News about the Presidential campaign and elections tends to propel you forward into the future, after the new President is decided. While it is natural to think ahead to a candidate’s presidency as you consider electing them, too much time in the future can put anxiety into overdrive. For instance, I saw a meme this week that proposed that the outcome of a Donald Trump presidency is a Hunger Games dystopia. I imagine that it was meant to be humorous, but it also raised the perceived threat, implying doom if Trump is elected.

If you imagine all of the policies of your least favorite candidate coming true, you start to live in a world of the future but without the ability to move through it. In addition, the reality is that most presidents do not get the majority of their campaign promises into law because of checks and balances with Congress, the Supreme Court, or state and local government.

So you can step back into the present as often as possible in order to manage anxiety. You can listen to candidate pledges and predictions and take them as information about their plans and values, using that information to form your current opinions about a candidate. It is also helpful to pause and breathe when you notice constriction or fear in the body, mind, or breath.

3. Choose Arguments Wisely

This election cycle has been full of all-or-nothing thinking and polarization. This can lead to increased conflict when you try to discuss politics in real life or on the Internet. A few thoughts here:

·         This may be a season to “agree to disagree” with family and friends of different political leanings. There are lots of other issues to talk about that will lead to strengthening of relationships, and it is okay to lean toward these topics for the sake of relationships and one’s own stress level.

·         No one goes on social media looking to have their mind changed.
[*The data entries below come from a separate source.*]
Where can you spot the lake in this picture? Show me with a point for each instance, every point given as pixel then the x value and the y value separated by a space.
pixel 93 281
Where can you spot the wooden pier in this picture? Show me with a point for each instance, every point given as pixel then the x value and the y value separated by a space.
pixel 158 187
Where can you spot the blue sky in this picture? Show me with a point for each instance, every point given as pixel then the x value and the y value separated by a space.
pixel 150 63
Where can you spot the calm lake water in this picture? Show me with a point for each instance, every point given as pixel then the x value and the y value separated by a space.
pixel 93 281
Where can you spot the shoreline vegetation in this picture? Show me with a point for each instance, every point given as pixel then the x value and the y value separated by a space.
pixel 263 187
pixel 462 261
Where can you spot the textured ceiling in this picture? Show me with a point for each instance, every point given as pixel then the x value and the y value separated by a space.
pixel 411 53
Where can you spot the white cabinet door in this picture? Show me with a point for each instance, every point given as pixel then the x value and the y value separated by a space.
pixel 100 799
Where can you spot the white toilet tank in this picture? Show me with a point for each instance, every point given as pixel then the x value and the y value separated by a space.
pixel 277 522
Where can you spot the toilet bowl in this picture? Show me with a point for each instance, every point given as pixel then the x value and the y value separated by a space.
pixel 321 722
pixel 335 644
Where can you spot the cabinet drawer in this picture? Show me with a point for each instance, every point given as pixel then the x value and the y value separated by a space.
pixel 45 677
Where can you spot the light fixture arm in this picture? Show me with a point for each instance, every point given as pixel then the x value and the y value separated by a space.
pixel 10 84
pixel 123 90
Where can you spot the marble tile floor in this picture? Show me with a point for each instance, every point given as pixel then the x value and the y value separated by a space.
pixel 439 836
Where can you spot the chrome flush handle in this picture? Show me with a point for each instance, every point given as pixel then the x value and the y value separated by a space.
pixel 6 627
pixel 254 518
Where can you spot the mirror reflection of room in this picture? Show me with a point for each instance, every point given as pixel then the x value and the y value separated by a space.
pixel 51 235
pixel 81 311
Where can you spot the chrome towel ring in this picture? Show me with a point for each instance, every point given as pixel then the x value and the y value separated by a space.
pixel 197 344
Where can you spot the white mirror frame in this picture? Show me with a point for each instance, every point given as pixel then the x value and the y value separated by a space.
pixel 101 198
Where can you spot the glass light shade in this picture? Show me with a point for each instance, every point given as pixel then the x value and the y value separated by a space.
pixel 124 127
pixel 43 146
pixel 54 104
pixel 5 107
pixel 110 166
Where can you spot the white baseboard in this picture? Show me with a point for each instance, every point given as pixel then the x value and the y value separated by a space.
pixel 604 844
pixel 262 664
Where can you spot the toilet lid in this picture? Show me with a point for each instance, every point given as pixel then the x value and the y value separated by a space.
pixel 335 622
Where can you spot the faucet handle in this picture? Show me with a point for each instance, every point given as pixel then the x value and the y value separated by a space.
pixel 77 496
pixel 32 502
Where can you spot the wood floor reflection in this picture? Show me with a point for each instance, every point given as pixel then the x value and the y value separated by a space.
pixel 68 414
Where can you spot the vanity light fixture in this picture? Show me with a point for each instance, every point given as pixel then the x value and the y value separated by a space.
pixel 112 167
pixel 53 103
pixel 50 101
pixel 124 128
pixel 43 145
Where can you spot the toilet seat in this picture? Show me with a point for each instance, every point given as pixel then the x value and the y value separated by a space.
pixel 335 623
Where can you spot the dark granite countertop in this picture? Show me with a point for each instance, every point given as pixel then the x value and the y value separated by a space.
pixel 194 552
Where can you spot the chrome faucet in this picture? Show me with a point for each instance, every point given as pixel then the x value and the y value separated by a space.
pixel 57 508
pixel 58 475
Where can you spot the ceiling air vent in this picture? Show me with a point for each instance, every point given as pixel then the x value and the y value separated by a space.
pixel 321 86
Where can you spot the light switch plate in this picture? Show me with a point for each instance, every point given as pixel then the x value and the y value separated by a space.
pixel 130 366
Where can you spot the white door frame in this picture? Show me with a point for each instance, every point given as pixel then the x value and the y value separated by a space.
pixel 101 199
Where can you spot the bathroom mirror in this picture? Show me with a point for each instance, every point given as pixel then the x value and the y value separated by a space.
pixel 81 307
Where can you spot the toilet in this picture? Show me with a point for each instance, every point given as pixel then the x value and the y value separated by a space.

Keep that in mind before you entertain the delusion that you can be the one to break through to them when they are not interested.

·         If you do engage in conflict over politics, monitor your own bodily symptoms and know when you need to step back and take a break, letting go of the impulse to fight.

·         Spend time in real life discussing the election with people who actually want to have a discussion.

4. Take Action Where You Can

While you most likely cannot influence the entire election, you can direct your anxious energy to appropriate places. You can learn more about a particular issue or support a certain candidate. The feeling of efficacy can lower anxiety by giving the energy a place to go. For example, you can:

·         Work with a specific candidate’s campaign,

·         Join a local or national group that supports an issue that is important to you,

·         Recruit your friends to join in these activities with you, or

·         Pledge money to organizations or candidates that are important to you.

5. Keep Living Your Life

The realities of a Sanders or Cruz presidency are still in the future, and you can deal with the positive or negative outcomes (depending on your political preferences) as you need to. Today, it is still 2016 and there are plenty of other areas of life to attract our attention. Maybe this is a time to learn a new hobby, spend more time with family or friends, plan a vacation, take a class, increase exercise, or read more fiction. Providing yourself balance in where you spend your energy helps to lower anxiety as well.

All of these tips can change or adjust the ways in which you interact with news about the election, and this change can give you some space to respond and choose rather than react and seethe during the next eight months. Whatever your political preference, I wish you more peace and breath in the rest of 2016.